What happens now: Atomo Diagnostics will use the funding to develop a next-generation HIV self-test for millions of people in low and middle-income countries.

Kelly says there is global consensus on the power of HIV self-testing to reach at-risk individuals who are not attending clinics or existing facilities to get tested.

“We have sought always to develop simple, low-cost solutions that remove errors common with the current generation of ‘bits in a box’ test kits,” Kelly says.

“This grant is an endorsement of our innovative user-friendly approach to testing and our commitment to making a positive impact on global health.”


What they do: TEXTCARE is an SMS-based service to help people with chronic disease live healthier lifestyles. It’s being developed by the George Institute for Global Health, a non-profit organisation.

Project led by: Dr Clara Chow

How much: $750,000 grant from Google Impact Challenge

What happens now: Chow says she never imagined she’d win the Google Impact Challenge and is looking forward to using the funds to roll out the service to 100,000 patients with chronic disease over the next 24 months.

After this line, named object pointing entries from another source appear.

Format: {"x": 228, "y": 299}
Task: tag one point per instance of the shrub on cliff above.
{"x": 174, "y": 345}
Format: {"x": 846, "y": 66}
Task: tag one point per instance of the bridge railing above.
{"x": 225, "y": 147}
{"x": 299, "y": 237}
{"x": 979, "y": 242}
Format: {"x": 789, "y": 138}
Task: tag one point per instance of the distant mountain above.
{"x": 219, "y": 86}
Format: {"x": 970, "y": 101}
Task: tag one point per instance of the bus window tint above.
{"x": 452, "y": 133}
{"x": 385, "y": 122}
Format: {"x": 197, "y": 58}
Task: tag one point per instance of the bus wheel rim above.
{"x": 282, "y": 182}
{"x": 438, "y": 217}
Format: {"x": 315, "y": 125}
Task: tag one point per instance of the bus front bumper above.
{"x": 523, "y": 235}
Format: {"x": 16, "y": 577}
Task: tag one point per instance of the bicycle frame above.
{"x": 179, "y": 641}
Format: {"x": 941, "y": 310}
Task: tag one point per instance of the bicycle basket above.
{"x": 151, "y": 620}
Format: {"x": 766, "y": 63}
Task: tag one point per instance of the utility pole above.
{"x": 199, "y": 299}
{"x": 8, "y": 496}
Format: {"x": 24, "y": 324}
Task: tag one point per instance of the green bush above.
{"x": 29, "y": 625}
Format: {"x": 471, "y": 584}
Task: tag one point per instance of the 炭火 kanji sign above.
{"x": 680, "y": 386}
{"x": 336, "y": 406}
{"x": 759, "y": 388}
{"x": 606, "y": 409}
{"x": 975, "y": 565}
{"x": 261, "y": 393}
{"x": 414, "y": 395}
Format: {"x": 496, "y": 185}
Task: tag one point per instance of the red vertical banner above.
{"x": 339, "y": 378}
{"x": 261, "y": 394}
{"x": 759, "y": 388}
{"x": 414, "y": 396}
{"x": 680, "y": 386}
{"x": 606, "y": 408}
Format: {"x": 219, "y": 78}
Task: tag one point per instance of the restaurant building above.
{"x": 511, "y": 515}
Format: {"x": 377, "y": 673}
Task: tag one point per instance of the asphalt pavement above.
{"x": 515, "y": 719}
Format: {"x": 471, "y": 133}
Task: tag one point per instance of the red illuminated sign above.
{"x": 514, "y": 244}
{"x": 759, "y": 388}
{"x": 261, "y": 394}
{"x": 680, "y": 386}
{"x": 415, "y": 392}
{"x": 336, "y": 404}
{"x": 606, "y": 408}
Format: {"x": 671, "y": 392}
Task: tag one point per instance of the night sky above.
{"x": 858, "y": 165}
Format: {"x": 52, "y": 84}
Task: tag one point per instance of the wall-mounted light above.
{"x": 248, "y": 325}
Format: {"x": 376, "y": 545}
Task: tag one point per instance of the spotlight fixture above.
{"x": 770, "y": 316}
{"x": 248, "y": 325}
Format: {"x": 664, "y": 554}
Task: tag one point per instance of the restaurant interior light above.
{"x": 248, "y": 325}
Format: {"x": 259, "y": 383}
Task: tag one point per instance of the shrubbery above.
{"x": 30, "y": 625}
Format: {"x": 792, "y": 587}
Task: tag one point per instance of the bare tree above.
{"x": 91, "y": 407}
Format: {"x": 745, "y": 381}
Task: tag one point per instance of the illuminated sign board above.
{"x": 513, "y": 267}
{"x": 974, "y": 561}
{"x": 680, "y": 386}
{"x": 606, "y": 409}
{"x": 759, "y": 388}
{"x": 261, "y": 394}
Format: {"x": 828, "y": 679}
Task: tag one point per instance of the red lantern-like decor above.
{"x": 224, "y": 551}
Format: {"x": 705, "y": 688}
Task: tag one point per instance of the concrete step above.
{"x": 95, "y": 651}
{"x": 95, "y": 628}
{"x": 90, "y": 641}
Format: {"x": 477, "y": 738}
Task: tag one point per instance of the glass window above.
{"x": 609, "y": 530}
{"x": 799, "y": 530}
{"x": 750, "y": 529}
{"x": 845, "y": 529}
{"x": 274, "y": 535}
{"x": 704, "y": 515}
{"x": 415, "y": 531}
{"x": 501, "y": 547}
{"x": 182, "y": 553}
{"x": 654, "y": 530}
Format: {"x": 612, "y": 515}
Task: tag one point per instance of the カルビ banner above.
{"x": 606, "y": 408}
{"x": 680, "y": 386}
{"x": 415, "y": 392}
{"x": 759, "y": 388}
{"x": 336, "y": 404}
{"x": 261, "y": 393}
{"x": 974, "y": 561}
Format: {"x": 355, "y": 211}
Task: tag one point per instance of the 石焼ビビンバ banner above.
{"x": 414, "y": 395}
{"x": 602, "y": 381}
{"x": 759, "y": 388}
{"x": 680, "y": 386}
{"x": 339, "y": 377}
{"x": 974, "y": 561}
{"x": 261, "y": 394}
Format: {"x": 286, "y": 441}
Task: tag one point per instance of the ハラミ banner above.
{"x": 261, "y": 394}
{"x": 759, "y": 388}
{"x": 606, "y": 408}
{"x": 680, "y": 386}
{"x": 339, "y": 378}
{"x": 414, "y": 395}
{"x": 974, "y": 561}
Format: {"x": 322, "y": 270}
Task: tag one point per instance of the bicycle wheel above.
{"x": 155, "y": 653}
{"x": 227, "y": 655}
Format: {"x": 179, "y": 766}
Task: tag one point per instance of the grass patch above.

“It’s a highly personalised support service to help patients change their lifestyles and hopefully take their treatment,” Chow told StartupSmart


What they do: Day Break is a smart app to actively help people manage and recover from alcohol addiction. It combines data from the experiences of 100,000 people with alcohol dependency collected by non-profit Hello Sunday Morning over nearly seven years.

Project led by: Hello Sunday Morning general manager Jamie Moore.

How much: $750,000 grant from Google Impact Challenge.

What happens now: Moore says the funding will be used to advance development of the app so users are prompted with the right information at the right time to keep them on track.

“The money from Google is specifically for machine learning and reinforcing the social networking part,” Moore told StartupSmart. 


What they do: AirTree Ventures is one of Australia’s leading VC firms. It aims to back world-class entrepreneurs in the Australia-New Zealand region and has set up the nation’s biggest tech VC fund with $250 million.

Founded by: Craig Blair and Daniel Petre.

How much: Contributed an “eight figure sum” to multinational Paxata’s $44.1 million funding round.

What happens now: Blair says the deal will not only put them in the boardroom of a world-leading tech company but it will also increase the profile of Australian VCs in the global arena.

Blair told StartupSmart there will be more of these cross-border deals to come.

“It helps the whole ecosystem,” he says.

“This is part of the globalisation of venture.”